Aujourd’hui, on estime qu’il y a plus de 60 000 couvreurs en France et ce chiffre ne cesse de croitre d’année en année.  Ce nombre peut sembler énorme, mais en réalité, il se trouve qu’il y a une pénurie de couvreurs. Rappelons que ces professionnels interviennent dans la construction neuve, mais aussi dans la rénovation de vos toitures.

C’est un métier passionnant, mais il n’est pas exempt de risques. Perché à plusieurs mètres du sol, sous le soleil et le vent, utilisant des outils dangereux, autant de facteurs qui mettent la vie du professionnel et des autres en danger permanents. Cet article vous informe des risques physiques et chimiques du métier de couvreur.

Les risques du travail en extérieur

Le travail d’un couvreur comme https://www.artisan-couvreur-creuse.fr/ dépend beaucoup de la météo. En effet, en cas d’intempéries, les travaux doivent être temporairement suspendus. Ils doivent d’ailleurs être plus vigilants à la reprise de leurs activités du fait de l’humidité et la menace de glissades. Pour plus de sécurité, ils doivent, impérativement porter des chaussures antidérapantes.

Le travail en extérieur expose les professionnels aux ultraviolets, au froid, à la chaleur et aux vents. Les conséquences sont potentiellement graves. L’exposition aux ultraviolets provoque des cancers de la peau, d’ophtalmie ou encore d’érythème solaire. Trop de soleil peut avoir des effets néfastes sur le couvreur. Il peut, en effet, être déshydraté, attraper un coup de chaleur, faire des malaises ou perdre connaissance. Indirectement, l’exposition au soleil provoque la fatigue, la perte de vigilance. Dans ces cas les risques d’accident augmentent.

 

Le travail se fait principalement à l’extérieure, à plusieurs mètres au-dessus du sol. Sans protections, le couvreur s’expose à des risques de chutes. Les causes de chutes sont multiples. Elles peuvent être dues à des échelles mal placées et qui peuvent se renverser à tout moment, des échafaudages mal stabilisés ou vétustes, l’absence de moyens de protection collective comme les filets de sécurités, les lignes de vie, ou encore les points d’ancrages, etc.

Pour travailler en toute quiétude, le port des équipements de protections individuelles adéquates et sans défauts s’impose.

Les dangers chimiques

Les couvreurs sont amenés à manipuler différents produits chimiques pendant leurs interventions. Ces produits sont toxiques et à forte dose d’exposition, ces produits causent diverses maladies plus ou moins graves.

Les produits de traitements antifongiques et antiparasitaires des bois de charpente contiennent des agents très toxiques comme le pentachlorophénol PCP, pyrèthres et pyréthrinoides, d’arsenic, etc. Ces produits sont dilués dans des solvants organiques comme le white spirit qui, lui-même est nocif.

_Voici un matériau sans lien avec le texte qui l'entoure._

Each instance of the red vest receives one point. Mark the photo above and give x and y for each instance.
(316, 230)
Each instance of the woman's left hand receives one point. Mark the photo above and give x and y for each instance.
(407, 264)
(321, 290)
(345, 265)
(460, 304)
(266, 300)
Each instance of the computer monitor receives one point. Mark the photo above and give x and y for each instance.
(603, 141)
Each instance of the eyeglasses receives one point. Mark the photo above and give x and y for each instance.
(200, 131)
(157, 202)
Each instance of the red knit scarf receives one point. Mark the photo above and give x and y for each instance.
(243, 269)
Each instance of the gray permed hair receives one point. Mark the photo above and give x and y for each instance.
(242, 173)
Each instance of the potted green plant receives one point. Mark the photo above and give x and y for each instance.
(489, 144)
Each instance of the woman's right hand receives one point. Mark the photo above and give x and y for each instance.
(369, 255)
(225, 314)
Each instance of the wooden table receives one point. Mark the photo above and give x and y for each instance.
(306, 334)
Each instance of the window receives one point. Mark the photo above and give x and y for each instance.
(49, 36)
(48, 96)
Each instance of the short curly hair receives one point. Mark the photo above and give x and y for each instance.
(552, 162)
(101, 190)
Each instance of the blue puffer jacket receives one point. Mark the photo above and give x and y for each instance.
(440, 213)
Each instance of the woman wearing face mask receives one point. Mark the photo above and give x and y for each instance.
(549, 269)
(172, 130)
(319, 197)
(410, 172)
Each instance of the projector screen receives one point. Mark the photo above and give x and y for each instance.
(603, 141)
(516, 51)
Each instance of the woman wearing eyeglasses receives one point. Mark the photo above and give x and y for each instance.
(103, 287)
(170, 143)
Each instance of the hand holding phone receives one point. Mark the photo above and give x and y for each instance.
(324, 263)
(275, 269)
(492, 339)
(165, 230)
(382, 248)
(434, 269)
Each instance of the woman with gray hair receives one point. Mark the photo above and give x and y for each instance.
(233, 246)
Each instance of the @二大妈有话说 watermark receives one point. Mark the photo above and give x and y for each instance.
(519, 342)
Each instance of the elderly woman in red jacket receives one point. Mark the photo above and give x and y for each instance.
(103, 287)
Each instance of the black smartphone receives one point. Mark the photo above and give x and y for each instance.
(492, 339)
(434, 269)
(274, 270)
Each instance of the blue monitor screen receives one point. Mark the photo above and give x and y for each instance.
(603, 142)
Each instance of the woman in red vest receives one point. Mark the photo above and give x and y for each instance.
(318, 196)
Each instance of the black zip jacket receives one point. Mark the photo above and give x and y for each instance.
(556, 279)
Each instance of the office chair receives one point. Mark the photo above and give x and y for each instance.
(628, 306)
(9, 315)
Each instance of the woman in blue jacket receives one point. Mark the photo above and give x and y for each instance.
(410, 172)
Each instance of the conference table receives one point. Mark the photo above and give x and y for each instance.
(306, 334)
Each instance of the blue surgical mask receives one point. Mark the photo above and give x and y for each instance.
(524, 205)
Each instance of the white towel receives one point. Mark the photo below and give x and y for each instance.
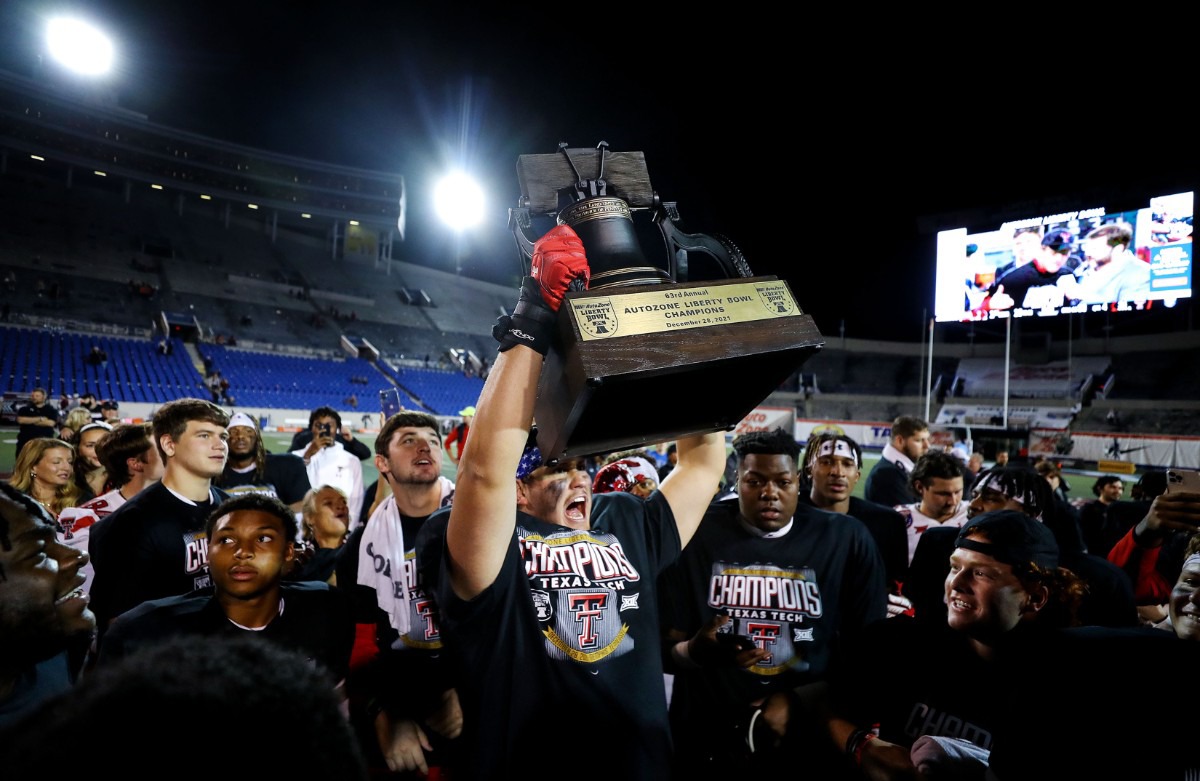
(382, 563)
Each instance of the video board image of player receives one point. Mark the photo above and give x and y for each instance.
(1073, 262)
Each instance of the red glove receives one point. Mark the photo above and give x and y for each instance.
(558, 259)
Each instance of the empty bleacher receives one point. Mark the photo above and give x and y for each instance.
(55, 360)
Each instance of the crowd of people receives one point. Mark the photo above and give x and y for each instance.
(657, 613)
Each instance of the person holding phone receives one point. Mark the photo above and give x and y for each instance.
(329, 462)
(1152, 552)
(304, 437)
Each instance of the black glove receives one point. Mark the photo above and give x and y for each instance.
(532, 322)
(557, 266)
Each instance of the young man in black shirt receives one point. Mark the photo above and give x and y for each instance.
(154, 545)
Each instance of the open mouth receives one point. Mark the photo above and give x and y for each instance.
(575, 509)
(77, 594)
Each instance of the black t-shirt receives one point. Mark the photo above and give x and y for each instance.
(29, 431)
(1032, 288)
(153, 546)
(315, 619)
(797, 595)
(915, 678)
(285, 476)
(567, 637)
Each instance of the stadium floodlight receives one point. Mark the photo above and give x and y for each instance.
(459, 200)
(79, 46)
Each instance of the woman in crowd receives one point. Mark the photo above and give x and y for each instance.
(73, 424)
(43, 472)
(90, 475)
(324, 520)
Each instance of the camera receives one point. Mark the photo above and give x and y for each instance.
(1182, 480)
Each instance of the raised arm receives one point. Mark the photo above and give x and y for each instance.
(693, 484)
(485, 504)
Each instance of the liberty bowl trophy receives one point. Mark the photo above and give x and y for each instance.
(660, 346)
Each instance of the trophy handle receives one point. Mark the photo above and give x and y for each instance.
(521, 224)
(726, 253)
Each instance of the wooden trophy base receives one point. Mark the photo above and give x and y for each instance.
(642, 365)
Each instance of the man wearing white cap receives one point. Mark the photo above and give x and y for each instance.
(251, 469)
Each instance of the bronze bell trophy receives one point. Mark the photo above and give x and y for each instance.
(649, 353)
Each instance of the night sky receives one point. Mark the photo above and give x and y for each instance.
(823, 148)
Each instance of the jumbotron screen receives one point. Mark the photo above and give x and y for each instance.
(1086, 260)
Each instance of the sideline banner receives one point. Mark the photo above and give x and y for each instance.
(1135, 449)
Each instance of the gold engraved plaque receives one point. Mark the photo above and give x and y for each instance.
(640, 365)
(673, 308)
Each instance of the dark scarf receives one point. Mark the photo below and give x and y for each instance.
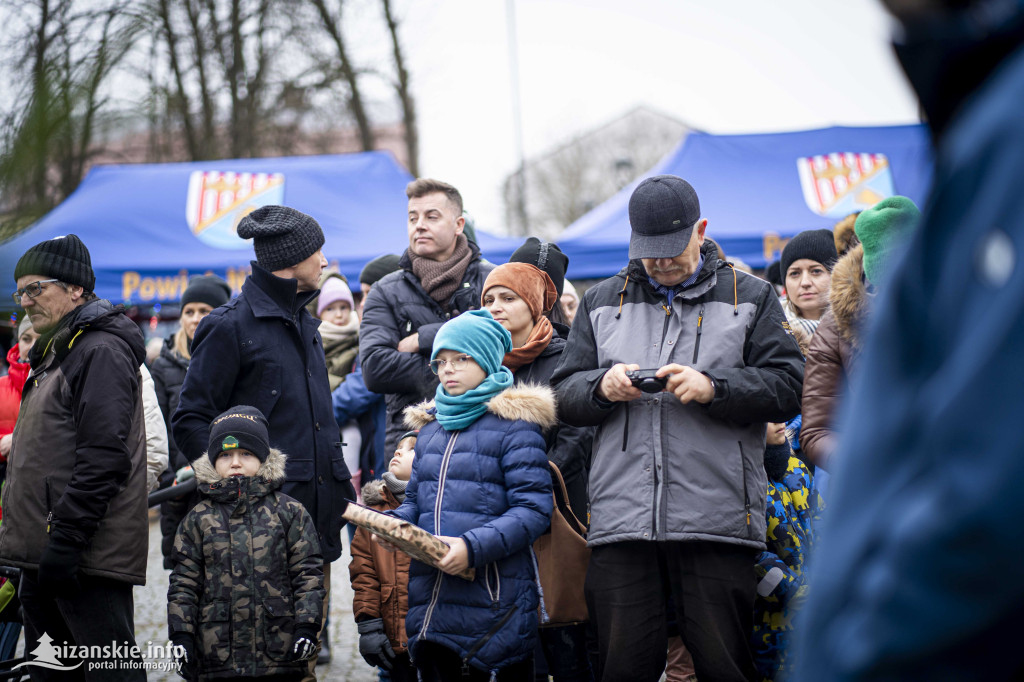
(440, 279)
(539, 339)
(777, 461)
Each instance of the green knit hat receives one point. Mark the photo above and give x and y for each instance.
(882, 229)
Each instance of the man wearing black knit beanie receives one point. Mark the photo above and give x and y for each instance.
(263, 349)
(75, 496)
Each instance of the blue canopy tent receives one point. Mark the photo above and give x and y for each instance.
(758, 190)
(150, 226)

Ces produits peuvent causer des irritations des yeux et de la gorge, allant jusqu’à des maladies graves comme des troubles cardiaques ou respiratoires.

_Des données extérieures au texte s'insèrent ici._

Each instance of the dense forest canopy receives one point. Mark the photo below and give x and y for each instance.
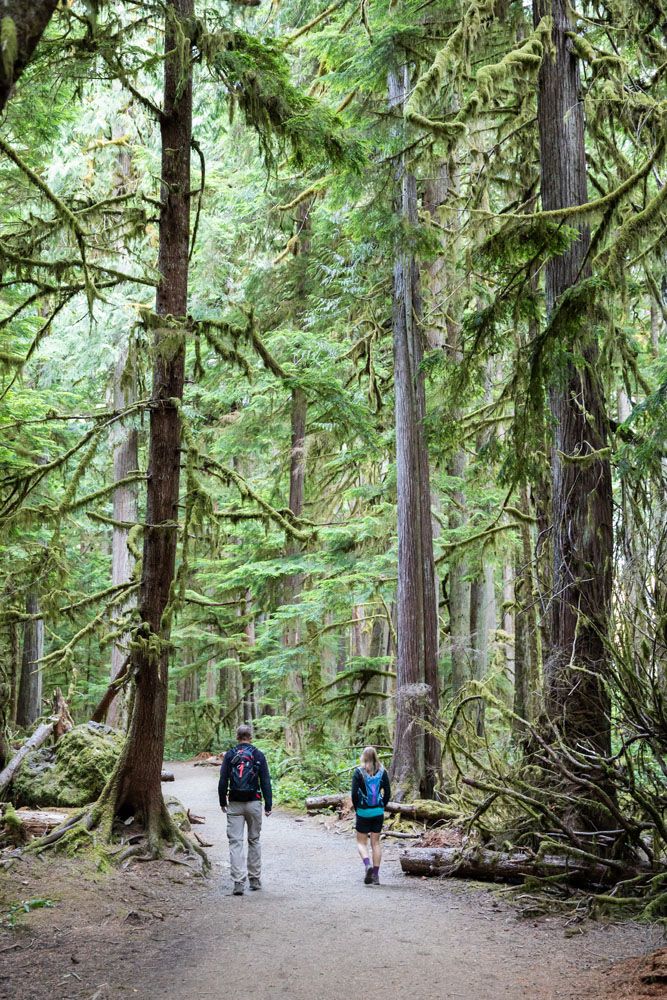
(332, 398)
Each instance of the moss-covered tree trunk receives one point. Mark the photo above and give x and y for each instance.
(294, 582)
(125, 445)
(576, 698)
(29, 706)
(135, 786)
(416, 760)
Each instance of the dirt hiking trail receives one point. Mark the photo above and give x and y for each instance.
(314, 931)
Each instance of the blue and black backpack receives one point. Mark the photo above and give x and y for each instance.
(371, 790)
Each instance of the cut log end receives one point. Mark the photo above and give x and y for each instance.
(497, 866)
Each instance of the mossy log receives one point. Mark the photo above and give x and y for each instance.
(497, 866)
(59, 724)
(422, 810)
(28, 823)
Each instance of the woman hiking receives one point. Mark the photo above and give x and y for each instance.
(370, 794)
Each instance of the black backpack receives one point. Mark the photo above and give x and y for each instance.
(244, 769)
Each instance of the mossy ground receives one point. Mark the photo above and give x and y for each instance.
(73, 772)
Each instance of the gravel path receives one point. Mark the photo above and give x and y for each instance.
(315, 931)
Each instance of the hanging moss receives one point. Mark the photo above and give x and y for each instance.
(73, 772)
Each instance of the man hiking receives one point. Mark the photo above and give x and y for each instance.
(243, 773)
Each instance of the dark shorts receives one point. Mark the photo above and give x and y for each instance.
(369, 824)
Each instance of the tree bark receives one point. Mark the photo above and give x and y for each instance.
(576, 699)
(30, 689)
(482, 625)
(416, 759)
(294, 728)
(22, 25)
(136, 780)
(125, 462)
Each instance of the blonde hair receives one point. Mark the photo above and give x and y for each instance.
(370, 761)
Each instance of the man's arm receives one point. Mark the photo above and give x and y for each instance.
(265, 782)
(223, 784)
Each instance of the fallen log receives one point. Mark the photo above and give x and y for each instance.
(497, 866)
(22, 825)
(41, 735)
(209, 762)
(423, 810)
(318, 802)
(59, 723)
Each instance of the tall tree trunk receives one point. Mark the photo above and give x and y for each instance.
(29, 706)
(125, 462)
(294, 583)
(443, 332)
(582, 500)
(294, 728)
(125, 445)
(527, 634)
(482, 625)
(23, 24)
(136, 781)
(416, 761)
(250, 705)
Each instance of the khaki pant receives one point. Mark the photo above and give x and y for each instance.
(240, 815)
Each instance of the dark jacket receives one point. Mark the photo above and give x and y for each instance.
(359, 788)
(263, 780)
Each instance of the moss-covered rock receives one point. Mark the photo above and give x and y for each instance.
(178, 813)
(73, 772)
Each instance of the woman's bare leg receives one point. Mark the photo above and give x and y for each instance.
(362, 845)
(377, 849)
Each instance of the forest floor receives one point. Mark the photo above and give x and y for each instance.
(314, 931)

Pendant la pose de l’isolation du toit, le couvreur utilise souvent des fibres de laines d’isolations. Mais ces produits sont responsables de maladies des voies respiratoires en cas d’inhalation en grande quantité.

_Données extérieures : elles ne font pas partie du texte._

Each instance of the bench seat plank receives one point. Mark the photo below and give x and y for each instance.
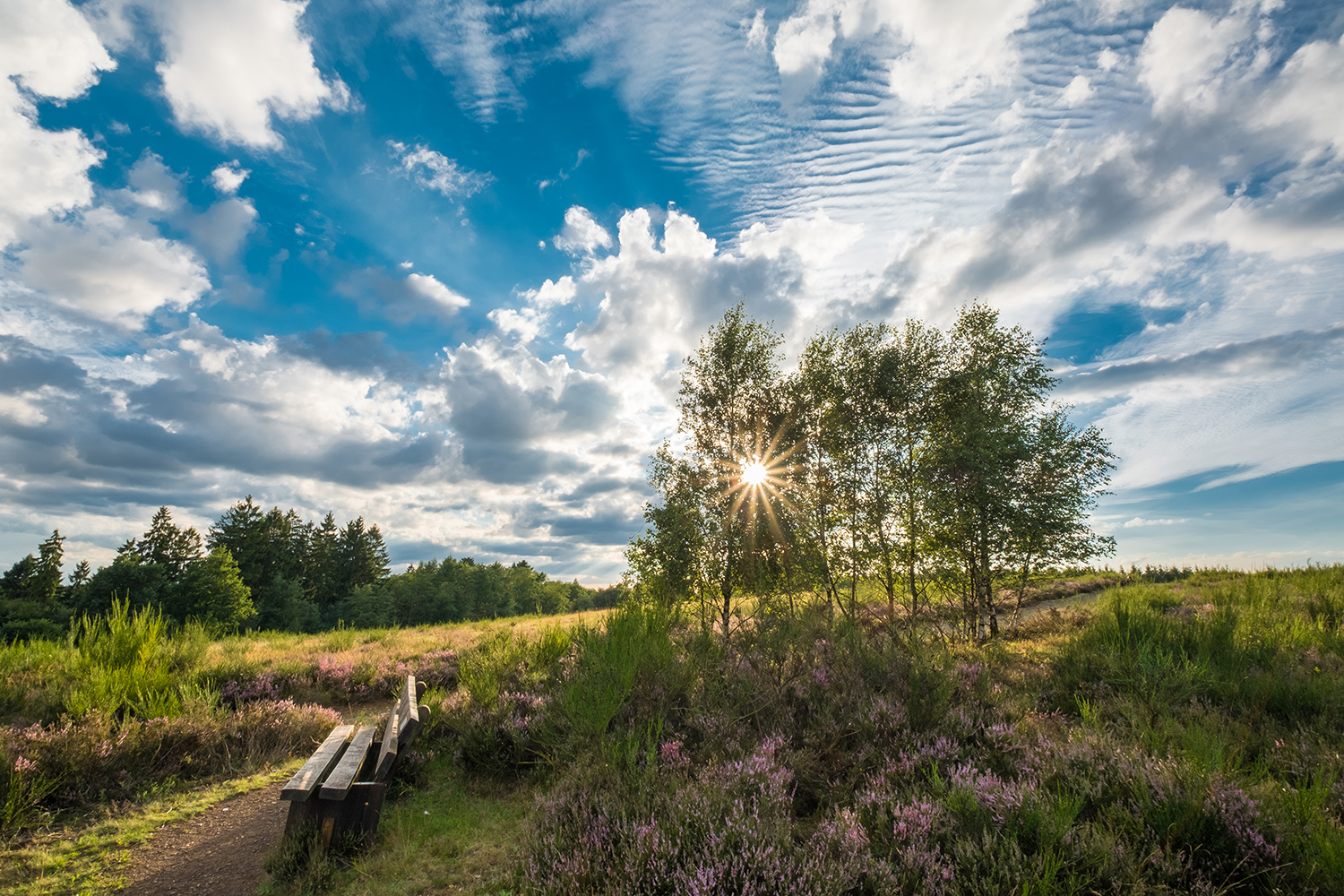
(306, 780)
(343, 775)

L’évaporation des colles irrite les yeux, la peau, pouvant même causer des vomissements ainsi que des troubles neurologiques.  L’exposition aux poussières de silice, d’amiante et d’ardoise génère des risques de lésions pleurales, fibroses pulmonaires, cancer broncho-pulmonaire. Pourtant ces produits sont tous utilisés quotidiennement par les professionnels de toitures. D’où l’intérêt pour eux de prioriser les équipements de protections individuelles et collectives, afin d’éviter que des accidents physiques ou chimiques ne surviennent.